Die Wurzelbehandlung kann Zähne retten

Berlin – Wurzelbehandlung: Allein das Wort treibt vielen schon den Angstschweiß auf die Stirn. Dabei sind die Ziele der Behandlung ja nicht verkehrt, im Gegenteil.

Sie soll Patienten die Schmerzen nehmen, ohne den betroffenen Zahn zu ziehen. Und doch haben viele Angst davor. Warum ist das so? Die wichtigsten Fragen und Antworten rund um die Wurzelbehandlung im Überblick:

Wann ist eine Wurzelbehandlung notwendig?

«Die meisten Fälle entstehen in Folge einer tiefen Karies», sagt Prof. Dietmar Oesterreich, Vizepräsident der Bundeszahnärztekammer. Wird ein betroffener Zahn nicht rechtzeitig behandelt, kann sich durch Bakterien das weiche Zahninnere entzünden. Die sogenannte Pulpa besteht aus Nerven und Gefäßen – entsprechend schmerzhaft ist eine Enzündung. Diese Infektion kann sich wiederum auf den Kieferknochen ausweiten, das sorgt für weitere starke Schmerzen und eine geschwollene Wange.

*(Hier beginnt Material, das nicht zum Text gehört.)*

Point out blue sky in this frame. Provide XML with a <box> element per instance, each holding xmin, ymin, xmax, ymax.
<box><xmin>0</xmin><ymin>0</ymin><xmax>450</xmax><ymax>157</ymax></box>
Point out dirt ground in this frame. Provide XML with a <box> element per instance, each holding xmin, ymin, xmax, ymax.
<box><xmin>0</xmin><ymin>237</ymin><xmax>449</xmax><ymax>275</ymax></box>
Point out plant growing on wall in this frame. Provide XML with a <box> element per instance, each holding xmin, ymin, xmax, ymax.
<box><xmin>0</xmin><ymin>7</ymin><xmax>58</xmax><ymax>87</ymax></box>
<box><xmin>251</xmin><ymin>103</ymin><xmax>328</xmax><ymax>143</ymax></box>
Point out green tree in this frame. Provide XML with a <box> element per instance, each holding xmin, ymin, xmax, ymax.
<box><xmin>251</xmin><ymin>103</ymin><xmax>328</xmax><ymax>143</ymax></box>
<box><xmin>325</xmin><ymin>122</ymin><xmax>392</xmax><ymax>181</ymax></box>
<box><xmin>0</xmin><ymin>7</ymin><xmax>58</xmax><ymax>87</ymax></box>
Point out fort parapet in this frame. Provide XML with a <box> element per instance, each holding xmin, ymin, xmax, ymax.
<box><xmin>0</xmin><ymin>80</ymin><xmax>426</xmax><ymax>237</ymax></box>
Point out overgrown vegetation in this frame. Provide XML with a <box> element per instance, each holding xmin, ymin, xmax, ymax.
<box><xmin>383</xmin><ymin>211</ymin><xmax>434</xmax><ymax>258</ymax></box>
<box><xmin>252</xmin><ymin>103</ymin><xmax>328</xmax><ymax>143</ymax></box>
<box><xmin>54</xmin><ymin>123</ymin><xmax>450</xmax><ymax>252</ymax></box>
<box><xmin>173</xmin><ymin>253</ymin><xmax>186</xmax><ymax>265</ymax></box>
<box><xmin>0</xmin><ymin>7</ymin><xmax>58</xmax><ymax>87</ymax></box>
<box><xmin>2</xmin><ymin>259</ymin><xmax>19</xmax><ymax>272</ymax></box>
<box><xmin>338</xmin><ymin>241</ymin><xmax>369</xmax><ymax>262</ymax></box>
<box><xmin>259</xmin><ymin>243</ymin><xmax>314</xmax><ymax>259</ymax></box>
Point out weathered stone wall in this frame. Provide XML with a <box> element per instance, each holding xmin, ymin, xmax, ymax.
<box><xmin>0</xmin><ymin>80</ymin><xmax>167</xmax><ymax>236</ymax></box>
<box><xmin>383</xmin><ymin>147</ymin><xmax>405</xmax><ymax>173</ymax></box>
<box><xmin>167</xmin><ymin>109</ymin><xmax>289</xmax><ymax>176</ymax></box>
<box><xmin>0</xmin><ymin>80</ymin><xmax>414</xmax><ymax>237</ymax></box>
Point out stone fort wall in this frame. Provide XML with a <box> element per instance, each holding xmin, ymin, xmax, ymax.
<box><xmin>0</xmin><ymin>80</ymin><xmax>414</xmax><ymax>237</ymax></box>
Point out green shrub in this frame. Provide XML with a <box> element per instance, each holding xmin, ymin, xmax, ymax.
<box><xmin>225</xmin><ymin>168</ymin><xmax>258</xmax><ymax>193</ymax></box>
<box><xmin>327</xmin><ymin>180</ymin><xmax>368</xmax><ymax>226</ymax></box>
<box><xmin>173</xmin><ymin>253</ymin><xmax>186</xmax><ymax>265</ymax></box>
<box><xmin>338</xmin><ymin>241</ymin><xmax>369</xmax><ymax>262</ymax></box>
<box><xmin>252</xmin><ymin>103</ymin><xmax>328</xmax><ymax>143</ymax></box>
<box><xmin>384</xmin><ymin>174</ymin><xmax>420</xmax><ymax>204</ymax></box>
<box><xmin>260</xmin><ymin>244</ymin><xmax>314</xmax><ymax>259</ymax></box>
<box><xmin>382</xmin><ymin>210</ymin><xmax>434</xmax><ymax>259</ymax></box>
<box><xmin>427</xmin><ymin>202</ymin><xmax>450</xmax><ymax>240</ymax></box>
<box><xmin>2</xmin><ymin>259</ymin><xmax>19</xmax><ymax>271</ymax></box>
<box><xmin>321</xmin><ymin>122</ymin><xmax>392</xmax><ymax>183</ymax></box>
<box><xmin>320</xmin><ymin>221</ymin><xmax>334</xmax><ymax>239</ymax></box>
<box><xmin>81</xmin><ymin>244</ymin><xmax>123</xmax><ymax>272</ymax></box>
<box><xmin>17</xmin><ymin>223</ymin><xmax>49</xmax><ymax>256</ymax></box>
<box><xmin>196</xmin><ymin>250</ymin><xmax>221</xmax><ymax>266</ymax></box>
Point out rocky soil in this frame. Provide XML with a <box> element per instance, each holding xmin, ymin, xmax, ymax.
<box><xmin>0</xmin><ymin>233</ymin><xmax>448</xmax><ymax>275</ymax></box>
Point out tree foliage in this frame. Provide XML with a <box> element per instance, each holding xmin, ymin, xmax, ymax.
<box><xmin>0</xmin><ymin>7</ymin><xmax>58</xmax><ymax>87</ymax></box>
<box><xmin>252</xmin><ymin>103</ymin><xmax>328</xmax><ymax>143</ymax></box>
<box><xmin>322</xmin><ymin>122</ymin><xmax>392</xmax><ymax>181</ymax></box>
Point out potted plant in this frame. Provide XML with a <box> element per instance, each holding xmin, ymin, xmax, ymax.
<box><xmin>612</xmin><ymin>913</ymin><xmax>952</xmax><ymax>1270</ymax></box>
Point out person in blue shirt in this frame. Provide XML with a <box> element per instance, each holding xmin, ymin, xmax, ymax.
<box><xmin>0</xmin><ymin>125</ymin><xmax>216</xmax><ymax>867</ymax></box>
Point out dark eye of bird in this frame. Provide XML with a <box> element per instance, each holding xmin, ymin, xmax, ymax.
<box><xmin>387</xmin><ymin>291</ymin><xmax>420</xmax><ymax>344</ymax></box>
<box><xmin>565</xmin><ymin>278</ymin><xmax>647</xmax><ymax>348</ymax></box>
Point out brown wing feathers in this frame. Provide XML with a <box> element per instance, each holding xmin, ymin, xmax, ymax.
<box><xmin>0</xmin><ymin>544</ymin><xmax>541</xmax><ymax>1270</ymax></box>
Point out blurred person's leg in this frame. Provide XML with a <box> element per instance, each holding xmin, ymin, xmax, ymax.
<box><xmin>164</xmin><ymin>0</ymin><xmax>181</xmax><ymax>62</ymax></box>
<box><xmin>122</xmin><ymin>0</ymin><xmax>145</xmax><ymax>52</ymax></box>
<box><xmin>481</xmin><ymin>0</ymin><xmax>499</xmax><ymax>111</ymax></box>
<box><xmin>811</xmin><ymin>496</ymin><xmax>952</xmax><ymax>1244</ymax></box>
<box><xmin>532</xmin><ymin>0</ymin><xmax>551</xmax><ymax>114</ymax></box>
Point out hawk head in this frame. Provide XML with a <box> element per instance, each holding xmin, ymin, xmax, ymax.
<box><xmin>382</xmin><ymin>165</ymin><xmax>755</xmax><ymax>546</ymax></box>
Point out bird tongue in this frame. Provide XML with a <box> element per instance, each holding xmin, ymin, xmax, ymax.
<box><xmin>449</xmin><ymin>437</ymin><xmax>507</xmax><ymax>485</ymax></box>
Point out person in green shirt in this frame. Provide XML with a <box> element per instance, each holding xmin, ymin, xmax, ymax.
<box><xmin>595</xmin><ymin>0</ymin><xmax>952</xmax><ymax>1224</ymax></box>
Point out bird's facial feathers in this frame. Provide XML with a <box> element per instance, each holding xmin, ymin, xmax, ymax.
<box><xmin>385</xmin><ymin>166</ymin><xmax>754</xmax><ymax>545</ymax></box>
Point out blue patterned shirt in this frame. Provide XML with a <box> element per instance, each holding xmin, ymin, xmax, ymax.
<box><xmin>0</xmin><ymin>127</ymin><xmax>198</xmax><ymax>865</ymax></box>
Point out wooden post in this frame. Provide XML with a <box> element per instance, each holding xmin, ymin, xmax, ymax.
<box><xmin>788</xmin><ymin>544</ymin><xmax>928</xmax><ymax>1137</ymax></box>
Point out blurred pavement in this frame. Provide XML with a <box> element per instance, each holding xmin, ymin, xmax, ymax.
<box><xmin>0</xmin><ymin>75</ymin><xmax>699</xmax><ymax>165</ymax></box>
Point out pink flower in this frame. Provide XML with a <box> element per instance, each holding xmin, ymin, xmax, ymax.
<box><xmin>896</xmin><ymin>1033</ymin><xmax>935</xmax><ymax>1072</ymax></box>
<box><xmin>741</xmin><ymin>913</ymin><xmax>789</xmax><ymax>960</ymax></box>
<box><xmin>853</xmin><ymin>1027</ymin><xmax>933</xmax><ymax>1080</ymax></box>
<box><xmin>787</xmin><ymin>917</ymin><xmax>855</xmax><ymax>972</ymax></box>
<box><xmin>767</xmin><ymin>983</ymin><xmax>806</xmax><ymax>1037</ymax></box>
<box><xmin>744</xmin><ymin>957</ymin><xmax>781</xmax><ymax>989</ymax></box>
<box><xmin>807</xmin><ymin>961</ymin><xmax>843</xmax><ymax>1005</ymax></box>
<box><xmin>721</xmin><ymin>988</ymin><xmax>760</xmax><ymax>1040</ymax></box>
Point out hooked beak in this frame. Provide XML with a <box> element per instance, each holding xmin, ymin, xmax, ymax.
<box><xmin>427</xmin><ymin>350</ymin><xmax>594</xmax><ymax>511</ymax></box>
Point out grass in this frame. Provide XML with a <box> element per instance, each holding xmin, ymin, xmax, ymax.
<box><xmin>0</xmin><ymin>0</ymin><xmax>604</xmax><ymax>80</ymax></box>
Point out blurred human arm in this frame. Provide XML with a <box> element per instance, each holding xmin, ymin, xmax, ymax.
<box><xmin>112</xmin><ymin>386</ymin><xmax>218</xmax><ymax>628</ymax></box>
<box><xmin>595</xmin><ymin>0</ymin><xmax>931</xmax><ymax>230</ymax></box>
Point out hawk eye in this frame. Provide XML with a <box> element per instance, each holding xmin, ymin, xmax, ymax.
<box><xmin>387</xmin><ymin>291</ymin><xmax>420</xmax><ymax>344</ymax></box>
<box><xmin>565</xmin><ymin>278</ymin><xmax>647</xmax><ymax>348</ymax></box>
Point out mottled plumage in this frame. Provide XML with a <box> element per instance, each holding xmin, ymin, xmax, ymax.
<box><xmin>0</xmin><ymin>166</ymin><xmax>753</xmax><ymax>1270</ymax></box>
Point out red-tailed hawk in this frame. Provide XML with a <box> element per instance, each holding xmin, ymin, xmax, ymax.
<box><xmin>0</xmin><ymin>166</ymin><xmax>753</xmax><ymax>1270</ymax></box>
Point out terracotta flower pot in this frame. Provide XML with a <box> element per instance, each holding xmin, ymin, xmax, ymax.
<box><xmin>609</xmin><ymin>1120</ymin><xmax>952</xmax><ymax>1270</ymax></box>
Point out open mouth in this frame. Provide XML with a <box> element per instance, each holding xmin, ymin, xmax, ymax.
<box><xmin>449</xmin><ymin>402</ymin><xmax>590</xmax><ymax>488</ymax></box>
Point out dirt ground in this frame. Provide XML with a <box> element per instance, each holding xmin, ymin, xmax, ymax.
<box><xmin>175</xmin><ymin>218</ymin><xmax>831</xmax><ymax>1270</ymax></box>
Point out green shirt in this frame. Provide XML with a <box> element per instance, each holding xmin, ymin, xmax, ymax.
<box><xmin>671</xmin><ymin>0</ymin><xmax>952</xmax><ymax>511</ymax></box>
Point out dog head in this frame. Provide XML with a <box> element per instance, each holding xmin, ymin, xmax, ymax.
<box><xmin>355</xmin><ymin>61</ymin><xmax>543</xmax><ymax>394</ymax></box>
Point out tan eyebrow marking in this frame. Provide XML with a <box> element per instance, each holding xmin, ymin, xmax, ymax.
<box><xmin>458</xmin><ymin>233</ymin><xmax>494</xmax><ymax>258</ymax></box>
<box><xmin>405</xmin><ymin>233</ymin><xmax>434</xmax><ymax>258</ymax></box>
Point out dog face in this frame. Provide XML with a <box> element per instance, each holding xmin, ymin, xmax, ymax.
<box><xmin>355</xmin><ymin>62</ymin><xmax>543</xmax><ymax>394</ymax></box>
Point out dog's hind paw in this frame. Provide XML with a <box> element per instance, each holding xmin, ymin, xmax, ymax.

Damit es so weit nicht kommt, rät Oesterreich: «Nicht warten, bis die Schmerzen ganz schlimm sind.» Am besten sollte man bei den ersten Anzeichen für Karies zum Zahnarzt gehen – das sind etwa Schmerzen bei Kälte, Kaubelastung oder Süßem.

Andere mögliche Gründe für eine Wurzelbehandlung sind laut Oesterreich zum Beispiel Unfälle – etwa wenn der Zahn samt Zahnnerv einen Stoß abbekommen hat, oder Komplikationen bei Zahnbehandlungen – etwa wenn beim Beschleifen für eine Zahnkrone der Zahnnerv geschädigt wurde. Das sei aber äußerst selten. Auch Knirschen oder Pressen können eine Wurzelbehandlung notwendig machen: wenn dadurch so viel Zahnhartsubstanz abgetragen wird, dass der Zahnnerv frei liegt.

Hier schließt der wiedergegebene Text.